Pinning Ceremony to Dedicate Nursing Graduates

Pinning Ceremony to Dedicate Nursing Graduates

Staff Writer
Pinning Ceremony to Dedicate Nursing Graduates

It takes a special type of person to choose a career dedicated to serving the needs of others. Graduating students of OSU Institute of Technology’s nursing program will pledge themselves to the sacred work they have chosen during a special pinning ceremony at 10 a.m. on Friday, April 26.

The pinning ceremony signifies the completion of their initial professional nursing education. Florence Nightingale, the founder of modern nursing, started the tradition over 150 years ago by presenting graduates of the nursing school she founded with a medal or symbolic “badge of courage.” The medal was meant to encourage her students to faithfully serve the injured, sick and dying in challenging situations and often dangerous circumstances. Over the years, this medal evolved into a pin indicating the institution from which the nurse received their training.

In the nine years of its existence, OSUIT’s nursing program has produced over 186 registered nurses currently serving patients throughout the country. Jodi Campbell, an OSUIT nursing instructor said of this spring’s graduating class, “They have been one of the most collaborative and creative groups we’ve ever had in our program. They also achieved some of the highest exit scores as a class, demonstrating the theoretical knowledge required in our profession.”
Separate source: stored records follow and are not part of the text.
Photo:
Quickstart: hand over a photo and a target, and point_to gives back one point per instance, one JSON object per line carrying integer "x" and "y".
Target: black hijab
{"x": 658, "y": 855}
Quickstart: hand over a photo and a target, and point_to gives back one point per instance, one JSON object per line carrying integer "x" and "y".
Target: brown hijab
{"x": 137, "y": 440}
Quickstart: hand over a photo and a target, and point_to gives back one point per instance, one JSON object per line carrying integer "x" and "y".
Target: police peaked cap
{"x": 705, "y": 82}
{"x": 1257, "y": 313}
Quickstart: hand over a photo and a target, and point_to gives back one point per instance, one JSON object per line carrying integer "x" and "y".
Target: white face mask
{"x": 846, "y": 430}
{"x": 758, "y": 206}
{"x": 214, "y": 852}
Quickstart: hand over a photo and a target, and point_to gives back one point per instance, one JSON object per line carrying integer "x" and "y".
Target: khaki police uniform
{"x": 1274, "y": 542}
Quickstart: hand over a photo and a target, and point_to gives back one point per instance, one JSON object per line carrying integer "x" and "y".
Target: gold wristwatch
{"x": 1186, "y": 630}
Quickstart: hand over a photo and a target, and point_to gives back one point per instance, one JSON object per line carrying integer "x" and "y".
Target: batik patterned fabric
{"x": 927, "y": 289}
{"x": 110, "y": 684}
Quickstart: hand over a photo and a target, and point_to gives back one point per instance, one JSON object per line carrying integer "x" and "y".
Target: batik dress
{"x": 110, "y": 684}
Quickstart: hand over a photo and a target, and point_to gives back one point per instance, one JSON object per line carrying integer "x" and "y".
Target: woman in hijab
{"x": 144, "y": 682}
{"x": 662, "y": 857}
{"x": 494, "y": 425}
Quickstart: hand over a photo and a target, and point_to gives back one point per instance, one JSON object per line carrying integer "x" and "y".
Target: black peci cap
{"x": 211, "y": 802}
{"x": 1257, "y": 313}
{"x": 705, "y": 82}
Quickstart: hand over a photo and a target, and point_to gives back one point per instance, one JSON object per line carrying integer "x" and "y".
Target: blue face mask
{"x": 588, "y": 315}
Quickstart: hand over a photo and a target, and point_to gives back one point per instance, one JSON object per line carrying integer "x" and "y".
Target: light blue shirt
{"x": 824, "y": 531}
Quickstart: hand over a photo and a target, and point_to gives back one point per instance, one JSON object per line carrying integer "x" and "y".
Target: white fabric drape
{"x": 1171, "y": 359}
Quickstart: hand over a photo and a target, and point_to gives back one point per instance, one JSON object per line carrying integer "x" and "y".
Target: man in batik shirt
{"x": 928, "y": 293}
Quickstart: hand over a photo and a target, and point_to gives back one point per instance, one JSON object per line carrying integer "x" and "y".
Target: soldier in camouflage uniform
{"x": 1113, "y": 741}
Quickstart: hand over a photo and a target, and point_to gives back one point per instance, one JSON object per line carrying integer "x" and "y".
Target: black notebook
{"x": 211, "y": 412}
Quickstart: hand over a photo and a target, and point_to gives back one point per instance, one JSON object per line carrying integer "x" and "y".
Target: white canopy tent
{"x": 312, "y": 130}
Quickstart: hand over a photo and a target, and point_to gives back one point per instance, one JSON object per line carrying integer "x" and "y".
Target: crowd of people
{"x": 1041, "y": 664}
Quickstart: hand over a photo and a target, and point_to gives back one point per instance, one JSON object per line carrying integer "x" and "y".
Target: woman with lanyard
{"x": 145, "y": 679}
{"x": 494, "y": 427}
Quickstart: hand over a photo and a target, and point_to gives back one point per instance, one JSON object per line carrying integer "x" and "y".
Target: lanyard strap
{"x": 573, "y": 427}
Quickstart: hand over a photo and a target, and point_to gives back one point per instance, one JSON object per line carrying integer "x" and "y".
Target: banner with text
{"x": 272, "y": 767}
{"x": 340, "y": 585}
During the pinning ceremony, graduates will first be reminded of the significance of the event in their careers. While they are being pinned by a person of the student’s choosing, a nursing instructor will read the student’s dedication they wrote for the occasion. These dedications recognize loved ones or spiritual forces that helped them achieve this milestone, acknowledging the fact they didn’t make the journey alone but with the support of others.

The conclusion of the ceremony will be a lamp lighting ritual also referencing back to Florence Nightingale. During the Crimean War, she made history by taking 38 women to Turkey to nurse sick and wounded British soldiers. Often Nightingale was seen working late into the night, carrying a lamp to visit the bedside of patients she was treating. This earned her the nickname, “lady with the lamp” and the lamp icon became the symbol of nursing.

As a tribute to Nightingale’s dedication and compassion, her pledge will be read and each graduate will carry a lamp lit by a nursing instructor demonstrating their intention to carry her ideals forward.

Florence Nightingale

The Florence Nightingale Pledge

“I solemnly pledge myself before God and in the presence of this assembly to faithfully practice my profession of nursing. I will do all in my power to make and maintain the highest standards and practices of my profession.
I will hold in confidence all personal matters committed to my keeping in the practice of my calling. I will assist the physician in his work and will devote myself to the welfare of my patients, my family, and my community.
I will endeavor to fulfill my rights and privileges as a good citizen and take my share of responsibility in promoting the health and welfare of the community.
I will constantly endeavor to increase my knowledge and skills in nursing and to use them wisely. I will zealously seek to nurse those who are ill wherever they may be and whenever they are in need.
I will be active in assisting others in safeguarding and promoting the health and happiness of mankind.”